To use the built-in Log and Capture video scopes to adjust your clip settings
  1. Make sure your video deck is connected to the video interface in your computer.

  2. Cue the videotape to the color bars recorded at the beginning of the tape.

  3. Choose File > Log and Capture, click the Clip Settings tab, then click the Video Scopes button.

    The Waveform Monitor and Vectorscope appear below the Log and Capture window. On the left is the Waveform Monitor, which displays the brightness levels of the color bars within the video frame as a graph. Each “step” of the graph corresponds to one of the color bars. The goal is to adjust the brightness and contrast so that the levels of the bars match their ideal targets, shown in purple.

    Figure. Line Waveform Monitor and Vectorscope.

    Note: Don’t worry if the graph appears to be “noisy”; this is normal for analog video played back from tape.

  4. To display the ideal targets for color bars, Control-click in the Waveform Monitor or the Vectorscope and choose Targets from the shortcut menu.

    Figure. Shortcut menu showing the Targets command.
  5. Adjust video brightness and contrast using the Waveform Monitor for reference.

    Figure. Clip Settings tab showing Brightness and Contrast sliders.

    Different third-party video interfaces have different controls for adjusting the video signal being captured.

    • If your video interface uses Brightness and Contrast sliders: Make the following adjustments.
      • Adjust the Brightness slider so that all of the bars in the Waveform Monitor are set near the upper purple targets in the background.

      • Adjust the Contrast slider so that the tops of the bars and the bottoms in the Waveform Monitor are within the boundaries of the top and bottom targets.

      • Continue adjusting the Brightness and Contrast sliders until there is an acceptable range of brightness between the 100 and 0 percent targets.

    • If your interface uses Black Level and White Level sliders: Make the following adjustments.
      • Adjust the Black Level slider so that the third bar from the left is at the 0 percent target toward the bottom of the Waveform Monitor.

      • Adjust the White Level slider so that the second bar from the left is at the 100 percent target at the top of the Waveform Monitor.

  6. Adjust the clip’s hue and saturation using the Vectorscope for reference.

    The Vectorscope is on the right and displays the color values of the different areas of the video frame as a point graph.
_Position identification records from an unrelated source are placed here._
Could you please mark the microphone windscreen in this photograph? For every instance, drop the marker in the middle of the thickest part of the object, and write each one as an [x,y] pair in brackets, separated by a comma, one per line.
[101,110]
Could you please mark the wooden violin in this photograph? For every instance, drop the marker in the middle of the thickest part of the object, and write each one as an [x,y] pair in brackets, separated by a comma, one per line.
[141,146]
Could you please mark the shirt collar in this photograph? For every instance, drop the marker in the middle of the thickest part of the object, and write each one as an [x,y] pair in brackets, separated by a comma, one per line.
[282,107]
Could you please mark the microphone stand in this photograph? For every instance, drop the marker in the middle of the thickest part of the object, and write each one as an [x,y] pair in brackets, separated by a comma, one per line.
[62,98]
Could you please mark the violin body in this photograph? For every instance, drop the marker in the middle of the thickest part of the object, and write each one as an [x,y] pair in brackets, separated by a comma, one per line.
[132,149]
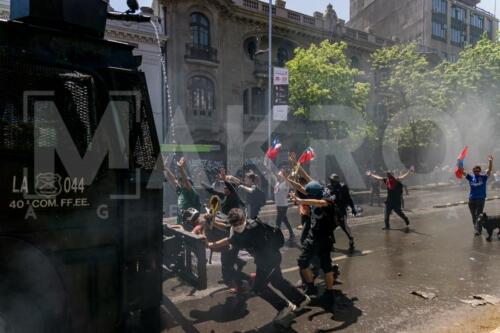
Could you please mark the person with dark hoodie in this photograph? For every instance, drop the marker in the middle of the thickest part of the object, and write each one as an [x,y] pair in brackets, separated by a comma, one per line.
[259,240]
[342,200]
[394,196]
[231,264]
[187,197]
[319,240]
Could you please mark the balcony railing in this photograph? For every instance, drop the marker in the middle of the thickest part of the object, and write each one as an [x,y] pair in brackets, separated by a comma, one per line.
[201,52]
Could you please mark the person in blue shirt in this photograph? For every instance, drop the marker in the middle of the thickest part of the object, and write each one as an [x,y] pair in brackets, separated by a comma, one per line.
[477,181]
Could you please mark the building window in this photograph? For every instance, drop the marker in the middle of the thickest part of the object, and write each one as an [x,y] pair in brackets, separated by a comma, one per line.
[439,31]
[458,13]
[201,96]
[283,56]
[458,37]
[254,101]
[355,62]
[476,27]
[250,47]
[489,28]
[440,6]
[200,30]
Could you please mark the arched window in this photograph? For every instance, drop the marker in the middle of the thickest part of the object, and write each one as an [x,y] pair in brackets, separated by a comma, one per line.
[201,96]
[283,56]
[254,101]
[200,30]
[355,62]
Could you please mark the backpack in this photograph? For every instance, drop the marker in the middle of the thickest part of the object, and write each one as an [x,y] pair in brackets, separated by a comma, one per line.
[273,236]
[260,198]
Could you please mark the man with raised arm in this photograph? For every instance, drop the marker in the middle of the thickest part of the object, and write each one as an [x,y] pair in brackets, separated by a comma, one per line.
[394,196]
[187,197]
[477,196]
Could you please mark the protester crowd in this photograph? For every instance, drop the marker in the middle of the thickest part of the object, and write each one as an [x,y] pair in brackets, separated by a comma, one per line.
[237,225]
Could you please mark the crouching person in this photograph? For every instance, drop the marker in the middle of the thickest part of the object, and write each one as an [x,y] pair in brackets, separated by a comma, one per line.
[319,240]
[263,242]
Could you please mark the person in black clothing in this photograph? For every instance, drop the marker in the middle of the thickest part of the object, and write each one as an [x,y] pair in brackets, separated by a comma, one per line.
[342,200]
[251,236]
[394,197]
[254,197]
[319,240]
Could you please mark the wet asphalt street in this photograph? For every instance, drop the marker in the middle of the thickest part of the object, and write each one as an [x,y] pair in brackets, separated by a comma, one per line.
[440,254]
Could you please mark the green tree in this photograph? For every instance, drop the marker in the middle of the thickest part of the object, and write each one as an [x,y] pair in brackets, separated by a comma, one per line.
[322,75]
[406,82]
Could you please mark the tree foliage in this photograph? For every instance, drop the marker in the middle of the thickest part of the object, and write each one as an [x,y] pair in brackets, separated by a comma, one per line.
[322,75]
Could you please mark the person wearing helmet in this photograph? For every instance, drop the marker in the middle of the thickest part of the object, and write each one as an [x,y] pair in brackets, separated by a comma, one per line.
[253,236]
[319,240]
[394,199]
[342,200]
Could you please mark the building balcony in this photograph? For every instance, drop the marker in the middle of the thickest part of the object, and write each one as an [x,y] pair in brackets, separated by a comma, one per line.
[201,54]
[251,121]
[261,68]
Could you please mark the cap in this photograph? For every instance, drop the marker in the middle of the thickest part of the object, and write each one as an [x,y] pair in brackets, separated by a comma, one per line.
[190,215]
[314,190]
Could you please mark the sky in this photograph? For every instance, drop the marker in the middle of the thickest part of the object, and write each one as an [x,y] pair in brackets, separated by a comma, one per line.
[310,6]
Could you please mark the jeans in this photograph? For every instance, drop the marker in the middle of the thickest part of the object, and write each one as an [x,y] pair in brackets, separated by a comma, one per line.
[269,272]
[281,217]
[396,207]
[476,207]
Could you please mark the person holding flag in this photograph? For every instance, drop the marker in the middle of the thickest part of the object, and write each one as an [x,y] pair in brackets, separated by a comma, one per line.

Each point on the circular graph represents one of the color bars. The goal is to line up these points with their respective targets.

    Figure.  Line Waveform Monitor and Vectorscope.
    • Adjust the Hue slider to rotate the points around the center of the graph.

    • Adjust the Saturation slider to move the points closer to or farther from the center of the graph. If this slider is properly adjusted, each point falls within a purple target box.

Adjusting Capture Settings on Source Tapes Without Color Bars

If there are no color bars on your source tapes, you can adjust your tapes using the flesh tones of people in the shot. As long as a person’s skin tones look accurate, chances are the rest of the colors in that shot will look fine. To help you find the correct flesh tone, a special marker appears in the Vectorscope to the left of the center of the Vectorscope scale. This line indicates the hue of a person’s skin tones.

Regardless of race, the hues of human flesh tones, when recorded to videotape and measured on a vectorscope, fall along a fairly narrow range (although the saturation and brightness vary).

To adjust color on source tapes using flesh tones
  1. Cue your tape to a section that has a well-lit facial closeup.

  2. Check to see if there’s a spike on the Vectorscope near the Flesh Tone line.

  3. Adjust this spike so that it falls approximately along the Flesh Tone line. While doing so, check the image quality of your clip on a broadcast monitor to make sure that your adjustment is accurate.

    The Flesh Tone line is only meant to be an approximation; it’s more important that the shot look correct than that it fit this line exactly.

Figure. Vectorscope showing the Flesh Tone line.